L’aspetto più straordinario del complesso è una serie di trincee a cielo aperto ottimamente conservate, larghe e profonde sino una decina di metri. Sono il risultato dello scavo manuale dei cosiddetti “prodotti di alterazione della siderite” come limonite e goethite (ossidi e minerali con alte concentrazioni di ferro, ndr) avvenuto fra il XIII e l’inizio del XVI secolo. Dove i filoni non affioravano, perché ricoperti da detriti, i minatori hanno scavato pozzi, fosse e gallerie discendenti protette da muri laterali e da lastroni orizzontali ancora oggi facilmente individuabili da occhi attenti. L’utilità di questi ripari della vena da scavare era dovuta principalmente alle condizioni estreme della montagna: potendo lavorare all’incirca da maggio a fine estate era necessario poterlo fare senza la neve o il ghiaccio della passata stagione, così le lastre di pietra fungevano da protezione.
Le ricerche d’archivio hanno fornito altre informazioni, ad ad esempio che lo sfruttamento era diviso in lotti dati in concessione. Sin da prima del 1264, il minerale estratto era trasportato a Forno di Lemie, a una quindicina di chilometri a valle delle miniere, dove i forni da cui il paese prende il nome producevano ghisa e altri semilavorati ferrosi per le fucine di Avigliana e di Giaveno, che a loro volta forgiavano acciai pregiati destinati al commercio su scala continentale.
Dagli studi si scopre che nel 1318 proveniva da Forno di Lemie il 55% dell’acciaio usato per la ristrutturazione del castello di Torino (l’odierno Palazzo Madama) e tra il 1333 e il 1335 era attiva a Usseglio una miniera di argento che probabilmente sfruttava concentrazioni locali di minerali del gruppo della tetraedrite. Con questo metallo fu realizzata un’immagine destinata alla chiesa San Ludovico a Marsiglia commissionata dalla marchesa Margherita di Savoia, vedova di Giovanni I di Monferrato.
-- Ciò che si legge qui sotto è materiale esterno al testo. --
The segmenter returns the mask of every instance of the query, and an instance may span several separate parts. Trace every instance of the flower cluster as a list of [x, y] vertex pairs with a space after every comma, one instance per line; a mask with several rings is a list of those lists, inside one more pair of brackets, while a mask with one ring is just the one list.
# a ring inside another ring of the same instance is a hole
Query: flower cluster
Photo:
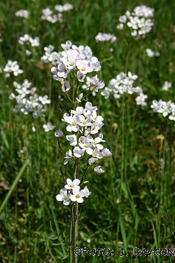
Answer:
[[[95, 138], [92, 137], [104, 125], [104, 119], [102, 116], [97, 116], [97, 107], [93, 107], [91, 102], [88, 102], [85, 109], [83, 107], [77, 107], [76, 110], [71, 111], [71, 115], [68, 113], [64, 114], [62, 121], [68, 124], [66, 130], [76, 133], [66, 136], [73, 148], [72, 150], [66, 151], [64, 165], [69, 161], [74, 162], [76, 157], [80, 158], [85, 153], [90, 156], [88, 160], [90, 165], [99, 159], [111, 155], [110, 151], [107, 148], [104, 149], [101, 144], [102, 142], [105, 142], [102, 133]], [[55, 133], [55, 135], [62, 137], [63, 133], [58, 130]]]
[[125, 15], [121, 15], [119, 18], [120, 24], [117, 25], [118, 29], [122, 29], [124, 24], [132, 29], [132, 36], [139, 38], [140, 36], [144, 37], [146, 34], [150, 32], [153, 24], [150, 18], [153, 15], [154, 9], [146, 6], [136, 6], [134, 13], [127, 11]]
[[155, 57], [160, 56], [159, 52], [153, 52], [153, 50], [151, 50], [150, 48], [146, 48], [146, 52], [147, 55], [150, 58], [153, 58], [154, 56]]
[[66, 184], [64, 188], [62, 189], [59, 194], [57, 194], [56, 198], [59, 201], [63, 201], [64, 205], [69, 205], [70, 202], [83, 203], [83, 198], [88, 198], [90, 195], [90, 192], [87, 187], [82, 190], [80, 189], [80, 181], [79, 179], [72, 180], [69, 178], [66, 179]]
[[121, 72], [117, 75], [116, 79], [112, 79], [109, 81], [107, 87], [101, 94], [104, 96], [105, 99], [108, 99], [111, 93], [113, 93], [115, 99], [120, 98], [120, 95], [127, 93], [132, 94], [134, 93], [139, 93], [139, 96], [136, 97], [136, 102], [138, 105], [146, 106], [145, 99], [148, 97], [146, 95], [143, 93], [143, 90], [140, 87], [133, 87], [134, 81], [138, 78], [136, 75], [132, 75], [131, 72], [128, 72], [127, 76], [125, 73]]
[[92, 90], [93, 96], [95, 96], [99, 88], [103, 88], [104, 85], [104, 82], [99, 81], [97, 75], [95, 75], [92, 78], [90, 78], [88, 76], [87, 76], [86, 83], [82, 86], [82, 88], [84, 90]]
[[44, 50], [46, 53], [45, 55], [41, 58], [41, 61], [45, 63], [51, 62], [54, 66], [59, 65], [62, 62], [62, 58], [68, 58], [69, 54], [67, 52], [69, 49], [78, 50], [78, 53], [85, 53], [87, 59], [90, 59], [92, 56], [92, 50], [88, 46], [86, 46], [85, 47], [80, 46], [78, 47], [76, 45], [72, 45], [72, 43], [70, 41], [67, 41], [65, 44], [62, 43], [61, 46], [64, 50], [60, 52], [52, 52], [54, 46], [52, 45], [45, 47]]
[[27, 79], [25, 79], [22, 85], [16, 81], [13, 82], [13, 84], [18, 95], [15, 95], [14, 93], [11, 93], [9, 96], [10, 100], [15, 99], [17, 102], [17, 104], [12, 109], [12, 112], [15, 113], [20, 110], [24, 115], [31, 112], [34, 119], [43, 116], [44, 112], [46, 112], [46, 109], [43, 109], [43, 105], [51, 102], [48, 100], [48, 95], [41, 97], [36, 94], [36, 88], [31, 88], [31, 83], [29, 82]]
[[52, 24], [55, 23], [57, 21], [60, 22], [63, 22], [62, 14], [61, 13], [59, 13], [57, 15], [53, 14], [52, 13], [53, 11], [48, 8], [43, 9], [41, 20], [47, 20]]
[[[62, 90], [67, 92], [71, 88], [71, 86], [69, 81], [65, 79], [71, 70], [76, 74], [78, 81], [83, 82], [88, 73], [100, 70], [101, 65], [97, 58], [92, 56], [92, 50], [88, 46], [77, 47], [72, 45], [69, 41], [66, 41], [66, 44], [62, 44], [62, 46], [64, 48], [64, 51], [61, 53], [62, 57], [59, 59], [57, 67], [52, 67], [51, 72], [53, 74], [53, 79], [60, 81]], [[71, 47], [72, 48], [70, 48]], [[93, 88], [95, 88], [95, 86], [96, 84]], [[96, 88], [95, 91], [97, 91], [97, 86]]]
[[158, 102], [154, 100], [150, 107], [155, 112], [162, 113], [164, 117], [170, 114], [169, 119], [175, 121], [175, 103], [171, 100], [166, 102], [162, 100]]
[[29, 18], [29, 12], [27, 10], [19, 10], [15, 13], [15, 15], [20, 17], [20, 18]]
[[162, 87], [162, 90], [168, 91], [169, 88], [172, 87], [172, 82], [164, 81], [164, 86]]
[[38, 36], [36, 36], [34, 39], [32, 39], [28, 34], [25, 34], [24, 36], [20, 36], [18, 43], [20, 45], [24, 45], [26, 43], [27, 45], [31, 44], [33, 46], [39, 46], [39, 38]]
[[66, 3], [63, 6], [62, 5], [55, 5], [55, 9], [58, 11], [58, 12], [65, 12], [65, 11], [69, 11], [70, 10], [73, 9], [74, 6], [69, 4], [69, 3]]
[[97, 42], [104, 42], [104, 41], [111, 41], [111, 43], [115, 42], [117, 39], [116, 36], [108, 33], [101, 33], [99, 32], [96, 36], [95, 40]]
[[14, 76], [18, 76], [19, 74], [23, 73], [23, 70], [20, 69], [20, 66], [18, 65], [17, 61], [8, 60], [4, 71], [7, 72], [6, 77], [9, 77], [10, 73], [13, 72]]

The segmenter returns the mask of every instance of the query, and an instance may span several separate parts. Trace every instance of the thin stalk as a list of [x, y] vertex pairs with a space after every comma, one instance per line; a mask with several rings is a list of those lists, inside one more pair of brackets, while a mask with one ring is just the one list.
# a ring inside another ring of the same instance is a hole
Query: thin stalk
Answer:
[[122, 96], [122, 158], [121, 158], [121, 182], [120, 182], [120, 202], [122, 201], [122, 184], [123, 181], [123, 172], [124, 172], [124, 149], [125, 149], [125, 97]]
[[70, 231], [69, 231], [70, 247], [69, 250], [69, 263], [72, 263], [72, 228], [73, 228], [73, 205], [71, 205], [71, 213], [70, 213]]
[[[76, 248], [76, 240], [78, 237], [78, 203], [76, 202], [75, 222], [74, 222], [74, 250]], [[77, 263], [77, 262], [78, 262], [78, 255], [74, 254], [74, 263]]]

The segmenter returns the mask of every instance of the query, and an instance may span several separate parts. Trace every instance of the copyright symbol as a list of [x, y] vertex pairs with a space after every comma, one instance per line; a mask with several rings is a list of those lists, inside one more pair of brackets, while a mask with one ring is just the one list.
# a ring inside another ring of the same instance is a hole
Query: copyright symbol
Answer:
[[76, 248], [74, 249], [74, 254], [76, 255], [80, 255], [81, 253], [81, 248]]

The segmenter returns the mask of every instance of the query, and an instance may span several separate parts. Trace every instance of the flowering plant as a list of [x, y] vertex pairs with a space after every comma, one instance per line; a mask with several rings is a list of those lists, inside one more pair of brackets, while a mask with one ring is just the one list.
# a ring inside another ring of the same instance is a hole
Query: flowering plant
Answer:
[[[69, 113], [64, 113], [62, 119], [66, 125], [66, 130], [69, 133], [64, 135], [64, 133], [59, 129], [55, 133], [60, 149], [65, 154], [64, 165], [66, 166], [68, 163], [71, 163], [74, 168], [71, 178], [67, 177], [66, 173], [64, 175], [62, 174], [64, 187], [62, 188], [59, 194], [56, 196], [58, 201], [63, 201], [64, 205], [71, 206], [69, 240], [69, 257], [71, 258], [71, 247], [75, 249], [77, 242], [78, 203], [83, 203], [84, 198], [88, 198], [91, 194], [87, 186], [83, 189], [80, 188], [88, 182], [85, 180], [89, 168], [99, 159], [109, 156], [111, 153], [102, 144], [102, 142], [105, 142], [103, 140], [103, 134], [100, 133], [96, 135], [104, 125], [104, 119], [97, 114], [97, 107], [93, 106], [88, 101], [90, 92], [98, 92], [99, 88], [104, 86], [104, 82], [99, 81], [95, 75], [91, 78], [89, 86], [84, 87], [80, 90], [86, 75], [94, 71], [100, 70], [100, 63], [97, 58], [92, 56], [92, 52], [88, 46], [85, 48], [80, 46], [78, 48], [72, 45], [71, 41], [66, 41], [65, 44], [62, 44], [62, 46], [64, 51], [59, 53], [59, 59], [56, 62], [55, 59], [52, 60], [52, 55], [50, 53], [48, 55], [48, 50], [52, 50], [51, 46], [45, 48], [47, 54], [46, 53], [46, 56], [43, 56], [42, 60], [46, 62], [53, 61], [55, 65], [57, 65], [57, 67], [52, 67], [51, 69], [53, 79], [59, 81], [62, 91], [66, 94], [69, 100], [74, 105], [73, 109], [71, 109]], [[68, 75], [71, 77], [70, 81], [66, 79]], [[70, 95], [71, 90], [73, 93], [72, 95]], [[84, 102], [85, 106], [77, 107], [78, 103], [83, 104]], [[70, 145], [70, 148], [69, 147], [66, 151], [60, 147], [59, 142], [60, 139], [65, 138]], [[85, 160], [86, 164], [82, 161], [82, 159]], [[98, 166], [94, 168], [94, 172], [100, 173], [104, 171]], [[74, 262], [77, 262], [76, 255], [74, 255]]]

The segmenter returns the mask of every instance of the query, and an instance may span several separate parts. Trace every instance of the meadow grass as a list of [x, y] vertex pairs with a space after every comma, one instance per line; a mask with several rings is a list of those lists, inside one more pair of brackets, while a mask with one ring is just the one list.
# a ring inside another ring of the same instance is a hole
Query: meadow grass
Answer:
[[[52, 24], [41, 16], [43, 8], [54, 10], [56, 1], [0, 2], [0, 67], [3, 69], [8, 60], [17, 60], [24, 71], [10, 78], [0, 73], [0, 262], [59, 263], [68, 255], [69, 208], [55, 198], [63, 184], [60, 166], [64, 171], [64, 156], [53, 130], [46, 133], [43, 124], [51, 121], [63, 130], [59, 108], [68, 112], [71, 105], [59, 83], [52, 79], [50, 65], [41, 62], [44, 47], [52, 44], [59, 51], [60, 44], [67, 40], [92, 48], [102, 65], [98, 76], [106, 86], [120, 72], [130, 71], [138, 75], [136, 85], [148, 95], [144, 107], [136, 104], [134, 95], [118, 100], [105, 100], [100, 92], [95, 97], [90, 95], [89, 100], [98, 106], [104, 117], [105, 147], [113, 154], [99, 163], [104, 173], [94, 175], [92, 168], [88, 171], [88, 180], [93, 183], [90, 198], [81, 205], [78, 247], [108, 248], [114, 255], [85, 254], [79, 257], [79, 262], [173, 262], [173, 256], [134, 257], [133, 250], [175, 248], [174, 122], [150, 108], [153, 100], [175, 102], [175, 3], [69, 3], [74, 9], [64, 13], [64, 22]], [[154, 26], [145, 39], [136, 41], [129, 29], [119, 31], [116, 25], [120, 15], [141, 4], [155, 8]], [[28, 19], [15, 16], [20, 9], [29, 11]], [[113, 43], [96, 43], [99, 32], [113, 34], [118, 39]], [[40, 39], [40, 46], [32, 48], [31, 57], [18, 42], [24, 34]], [[160, 55], [149, 58], [146, 48], [156, 50]], [[8, 97], [15, 90], [13, 83], [22, 83], [26, 79], [38, 94], [48, 95], [52, 101], [46, 116], [38, 119], [11, 112], [14, 102]], [[162, 90], [165, 81], [172, 82], [168, 92]], [[63, 100], [55, 100], [58, 95]], [[159, 135], [164, 136], [161, 149], [156, 139]], [[62, 147], [65, 145], [63, 142]], [[23, 147], [26, 151], [18, 154]], [[71, 176], [69, 163], [66, 170]], [[121, 248], [128, 257], [119, 256]], [[69, 262], [68, 257], [64, 262]]]

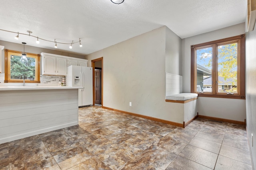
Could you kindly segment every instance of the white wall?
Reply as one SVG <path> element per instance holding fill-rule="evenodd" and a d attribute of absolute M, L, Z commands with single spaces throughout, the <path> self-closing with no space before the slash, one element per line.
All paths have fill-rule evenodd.
<path fill-rule="evenodd" d="M 167 27 L 166 33 L 165 71 L 181 75 L 181 39 Z"/>
<path fill-rule="evenodd" d="M 256 167 L 256 24 L 246 37 L 246 126 L 252 161 Z M 253 147 L 252 134 L 253 134 Z"/>
<path fill-rule="evenodd" d="M 164 26 L 86 56 L 89 65 L 103 57 L 104 106 L 183 123 L 181 107 L 165 101 L 166 32 Z M 180 57 L 180 39 L 173 34 L 168 44 Z"/>
<path fill-rule="evenodd" d="M 190 92 L 190 45 L 244 34 L 244 23 L 182 40 L 184 93 Z M 242 121 L 246 119 L 244 100 L 202 97 L 199 97 L 198 100 L 199 115 Z"/>

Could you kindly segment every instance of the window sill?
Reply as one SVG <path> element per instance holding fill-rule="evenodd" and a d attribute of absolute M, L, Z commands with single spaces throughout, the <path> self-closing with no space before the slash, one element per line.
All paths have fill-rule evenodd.
<path fill-rule="evenodd" d="M 213 94 L 207 93 L 198 93 L 198 97 L 206 97 L 209 98 L 225 98 L 228 99 L 245 99 L 245 96 L 232 94 Z"/>

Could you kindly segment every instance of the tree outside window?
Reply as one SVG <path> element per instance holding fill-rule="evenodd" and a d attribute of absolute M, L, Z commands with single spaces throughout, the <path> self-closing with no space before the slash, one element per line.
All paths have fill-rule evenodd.
<path fill-rule="evenodd" d="M 39 83 L 40 55 L 27 53 L 28 62 L 22 62 L 20 59 L 22 52 L 5 50 L 5 82 L 23 82 L 24 75 L 26 82 Z"/>
<path fill-rule="evenodd" d="M 244 35 L 192 45 L 192 92 L 245 98 L 245 45 Z"/>

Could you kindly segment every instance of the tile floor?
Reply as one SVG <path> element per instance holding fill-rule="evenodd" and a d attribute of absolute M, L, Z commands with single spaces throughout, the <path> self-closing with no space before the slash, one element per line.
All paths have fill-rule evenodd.
<path fill-rule="evenodd" d="M 92 106 L 79 125 L 0 144 L 1 170 L 252 170 L 244 126 L 185 129 Z"/>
Dal 2009 il patrimonio archeominerario di Punta Corna è tutelato dal Comune di Usseglio mediante l’istituzione di un’area protetta di dieci chilometri quadrati, dove si avvicendano studiosi di storia della metallurgia, turisti e scolaresche. Per tutti c’è il Museo Civico Alpino, vicino alla Chiesa di Usseglio (www.antropologiaalpina.it).